Günaha karşı direnmek gerçekten çok zor.
gemiler bu akıntıya karşı koyamıyor
Günah dışında her şeye direnebilirim.
Hiçbir adam çekici bir kadına karşı koyamaz.
İngilizcenin işgal edilişine dayanmalıyız.
Ayartılmaktan başka her şeye dayanabilirim.
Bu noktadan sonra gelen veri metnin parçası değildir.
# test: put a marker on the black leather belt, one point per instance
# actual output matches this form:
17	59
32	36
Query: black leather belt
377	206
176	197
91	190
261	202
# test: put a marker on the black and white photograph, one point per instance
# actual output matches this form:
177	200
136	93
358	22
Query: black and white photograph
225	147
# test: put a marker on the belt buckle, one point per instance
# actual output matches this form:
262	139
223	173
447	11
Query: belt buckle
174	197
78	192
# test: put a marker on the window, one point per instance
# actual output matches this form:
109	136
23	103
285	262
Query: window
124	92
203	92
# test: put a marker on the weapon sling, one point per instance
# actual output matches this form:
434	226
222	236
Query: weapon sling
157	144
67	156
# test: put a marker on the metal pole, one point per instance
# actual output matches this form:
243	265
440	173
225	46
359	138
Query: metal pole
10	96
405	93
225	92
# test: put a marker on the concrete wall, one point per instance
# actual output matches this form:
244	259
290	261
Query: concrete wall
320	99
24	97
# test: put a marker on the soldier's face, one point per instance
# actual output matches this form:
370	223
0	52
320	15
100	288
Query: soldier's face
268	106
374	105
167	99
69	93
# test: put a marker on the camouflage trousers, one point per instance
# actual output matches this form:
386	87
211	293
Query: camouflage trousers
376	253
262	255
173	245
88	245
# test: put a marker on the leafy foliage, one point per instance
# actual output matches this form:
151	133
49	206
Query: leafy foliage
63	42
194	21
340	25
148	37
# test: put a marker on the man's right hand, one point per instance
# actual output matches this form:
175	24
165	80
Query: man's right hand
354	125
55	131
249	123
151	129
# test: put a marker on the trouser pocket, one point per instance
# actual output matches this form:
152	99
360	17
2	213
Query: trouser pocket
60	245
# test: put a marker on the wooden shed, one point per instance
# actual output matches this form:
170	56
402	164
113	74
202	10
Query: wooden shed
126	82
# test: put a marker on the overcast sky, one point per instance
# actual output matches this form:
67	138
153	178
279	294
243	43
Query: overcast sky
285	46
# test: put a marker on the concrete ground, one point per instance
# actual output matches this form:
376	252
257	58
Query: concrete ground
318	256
doğanın zekâmız karşısında çok zayıf olduğu anlayışı...
- Evim depreme dayanıklı olarak dizayn edilmiştir.
- Evim depreme dayanacak şekilde tasarlanmıştır.
Cazibeye rağmen pes etmemek için bedel ödemeye razısınızdır.
Bazen kahkahayla gülme dürtüsüne karşı koymak zordur.
mimar William Lee tarafından inşa edildi. Binanın içinde çelik içeren
dayanabilmek için. Mühendislerin, temel yapının
Çok film izlemem, ancak iyi bir belgesele dayanamam.